The doeling has become my little buddy, she goes with me everywhere


----------



## Curious (Feb 6, 2013)

Awwwwww I think my heart just melted.


----------



## megadeana (Apr 30, 2013)

Thanks, she loves riding in the car as long as she can lay in my lap (it's going to be fun when she's bigger..) I like going through drive throughs, and seeing the persons reaction


----------



## TrinityRanch (Mar 26, 2013)

I think that wether is way too cute! Both are, but he really gets me


----------



## megadeana (Apr 30, 2013)

Oh yes he's adorable, he's always making me laugh


----------



## goatiegirl (Jan 7, 2013)

Congrats! They are both adorable. I got my two ND doelings this Spring also. I am surprised at how much they love to cuddle! I spend a lot of time with them sleeping in my lap.
Enjoy!!


----------



## Axykatt (Feb 1, 2013)

megadeana said:


> Thanks, she loves riding in the car as long as she can lay in my lap (it's going to be fun when she's bigger..) I like going through drive throughs, and seeing the persons reaction


That never gets old! Peggy Sue is 2.5 now and I still love the looks I get when I take her through the drive-thru or when I walk her out on a leash.


----------



## Kaneel (Oct 7, 2012)

Axykatt said:


> That never gets old!
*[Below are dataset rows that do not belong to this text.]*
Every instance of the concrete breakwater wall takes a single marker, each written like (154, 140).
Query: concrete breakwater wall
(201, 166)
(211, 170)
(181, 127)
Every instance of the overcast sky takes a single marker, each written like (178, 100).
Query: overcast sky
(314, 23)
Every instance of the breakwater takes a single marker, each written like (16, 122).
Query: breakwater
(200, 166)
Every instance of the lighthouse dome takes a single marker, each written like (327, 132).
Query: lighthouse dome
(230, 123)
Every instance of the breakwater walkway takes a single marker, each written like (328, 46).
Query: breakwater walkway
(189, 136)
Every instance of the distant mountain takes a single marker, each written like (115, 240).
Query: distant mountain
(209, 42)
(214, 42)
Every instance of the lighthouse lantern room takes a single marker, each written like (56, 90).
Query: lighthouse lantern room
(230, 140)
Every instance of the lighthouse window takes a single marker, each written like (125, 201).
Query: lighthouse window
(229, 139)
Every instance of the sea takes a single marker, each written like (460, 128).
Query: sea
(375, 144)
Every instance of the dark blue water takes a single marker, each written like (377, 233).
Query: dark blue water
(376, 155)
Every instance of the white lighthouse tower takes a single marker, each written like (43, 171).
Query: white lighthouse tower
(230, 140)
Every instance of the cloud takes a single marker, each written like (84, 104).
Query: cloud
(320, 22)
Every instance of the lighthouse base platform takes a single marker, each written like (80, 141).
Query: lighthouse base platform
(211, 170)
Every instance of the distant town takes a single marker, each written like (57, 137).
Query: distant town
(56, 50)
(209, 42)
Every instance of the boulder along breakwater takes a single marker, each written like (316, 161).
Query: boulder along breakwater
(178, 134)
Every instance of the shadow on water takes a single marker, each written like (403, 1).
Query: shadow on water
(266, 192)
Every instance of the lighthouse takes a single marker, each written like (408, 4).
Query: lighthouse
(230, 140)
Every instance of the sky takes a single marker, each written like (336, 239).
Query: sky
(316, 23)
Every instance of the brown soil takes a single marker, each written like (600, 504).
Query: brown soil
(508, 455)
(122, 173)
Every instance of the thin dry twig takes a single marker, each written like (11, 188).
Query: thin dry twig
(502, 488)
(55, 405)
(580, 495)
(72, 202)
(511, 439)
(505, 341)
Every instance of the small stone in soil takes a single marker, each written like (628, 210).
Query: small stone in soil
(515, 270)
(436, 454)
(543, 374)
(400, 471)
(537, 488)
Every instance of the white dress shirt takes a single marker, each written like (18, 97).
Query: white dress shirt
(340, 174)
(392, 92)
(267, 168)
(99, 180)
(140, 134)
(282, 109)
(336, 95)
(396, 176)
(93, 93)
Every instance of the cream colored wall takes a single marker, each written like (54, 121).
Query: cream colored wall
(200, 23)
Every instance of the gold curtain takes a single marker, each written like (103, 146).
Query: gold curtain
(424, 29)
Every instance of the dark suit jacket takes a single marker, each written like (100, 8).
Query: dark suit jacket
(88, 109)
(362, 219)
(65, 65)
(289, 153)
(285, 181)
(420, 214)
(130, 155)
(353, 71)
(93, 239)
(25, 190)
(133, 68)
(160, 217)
Peggy Sue is 2.5 now and I still love the looks I get when I take her through the drive-thru or when I walk her out on a leash.
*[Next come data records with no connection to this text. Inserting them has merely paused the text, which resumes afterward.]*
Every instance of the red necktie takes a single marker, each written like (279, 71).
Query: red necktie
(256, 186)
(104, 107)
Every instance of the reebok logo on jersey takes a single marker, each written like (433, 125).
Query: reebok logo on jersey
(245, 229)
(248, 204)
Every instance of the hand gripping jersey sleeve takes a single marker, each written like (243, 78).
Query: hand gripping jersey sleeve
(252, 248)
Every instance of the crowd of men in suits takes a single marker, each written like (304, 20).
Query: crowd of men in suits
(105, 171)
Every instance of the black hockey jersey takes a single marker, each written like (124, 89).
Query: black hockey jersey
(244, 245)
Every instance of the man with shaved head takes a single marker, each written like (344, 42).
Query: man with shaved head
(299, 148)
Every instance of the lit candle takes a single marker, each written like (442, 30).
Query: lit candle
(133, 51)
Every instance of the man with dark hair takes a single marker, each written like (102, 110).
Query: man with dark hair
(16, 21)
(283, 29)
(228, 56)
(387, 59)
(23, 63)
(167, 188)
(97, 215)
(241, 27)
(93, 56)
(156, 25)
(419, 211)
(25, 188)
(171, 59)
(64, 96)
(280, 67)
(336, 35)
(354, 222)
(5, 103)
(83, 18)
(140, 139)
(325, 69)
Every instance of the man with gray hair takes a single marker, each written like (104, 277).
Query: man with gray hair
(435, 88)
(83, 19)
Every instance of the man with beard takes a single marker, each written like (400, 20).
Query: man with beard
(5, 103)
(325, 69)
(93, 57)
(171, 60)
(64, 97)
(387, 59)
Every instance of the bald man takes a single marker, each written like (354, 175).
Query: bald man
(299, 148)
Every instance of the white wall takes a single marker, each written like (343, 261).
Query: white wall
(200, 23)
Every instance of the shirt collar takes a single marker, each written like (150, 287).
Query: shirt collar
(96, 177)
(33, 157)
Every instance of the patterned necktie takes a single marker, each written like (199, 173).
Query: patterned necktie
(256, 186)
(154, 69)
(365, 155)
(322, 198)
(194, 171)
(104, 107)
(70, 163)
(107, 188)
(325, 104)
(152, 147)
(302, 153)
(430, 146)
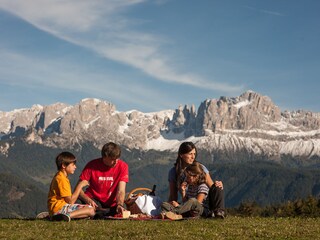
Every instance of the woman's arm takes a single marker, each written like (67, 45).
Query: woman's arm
(173, 192)
(210, 182)
(201, 197)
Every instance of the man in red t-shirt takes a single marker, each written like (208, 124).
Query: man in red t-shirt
(107, 177)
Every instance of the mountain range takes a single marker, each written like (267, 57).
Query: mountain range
(227, 131)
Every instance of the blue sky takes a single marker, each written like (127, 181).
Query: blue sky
(157, 55)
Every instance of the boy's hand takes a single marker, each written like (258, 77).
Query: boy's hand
(174, 203)
(183, 187)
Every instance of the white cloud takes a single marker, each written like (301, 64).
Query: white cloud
(100, 26)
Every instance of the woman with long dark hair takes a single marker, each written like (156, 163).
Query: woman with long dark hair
(187, 154)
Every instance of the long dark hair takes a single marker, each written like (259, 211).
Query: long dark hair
(196, 169)
(184, 148)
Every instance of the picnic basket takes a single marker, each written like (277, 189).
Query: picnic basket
(132, 196)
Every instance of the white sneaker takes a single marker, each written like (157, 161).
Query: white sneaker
(61, 217)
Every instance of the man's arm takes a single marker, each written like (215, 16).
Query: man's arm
(77, 191)
(121, 192)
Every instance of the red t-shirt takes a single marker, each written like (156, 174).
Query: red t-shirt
(104, 180)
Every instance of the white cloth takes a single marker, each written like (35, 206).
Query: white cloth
(150, 205)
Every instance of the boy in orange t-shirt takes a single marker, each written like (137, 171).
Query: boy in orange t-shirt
(61, 201)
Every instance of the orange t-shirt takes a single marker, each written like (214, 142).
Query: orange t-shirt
(59, 189)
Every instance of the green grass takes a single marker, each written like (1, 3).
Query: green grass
(230, 228)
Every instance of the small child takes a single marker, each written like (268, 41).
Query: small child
(61, 201)
(194, 193)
Lol this is so going to be me when I get my doeling! I will probably be taking that poor thing anywhere and everywhere. Hope my parents don't get too angry when I sneak her into the house....


----------



## megadeana (Apr 30, 2013)

Kaneel said:


> Lol this is so going to be me when I get my doeling! I will probably be taking that poor thing anywhere and everywhere. Hope my parents don't get too angry when I sneak her into the house....


My husband was upset when she spent the night in our house a few nights ago, but he got over it when she started playing with our 3 cavalier King Charles spaniels. It was hilarious!


----------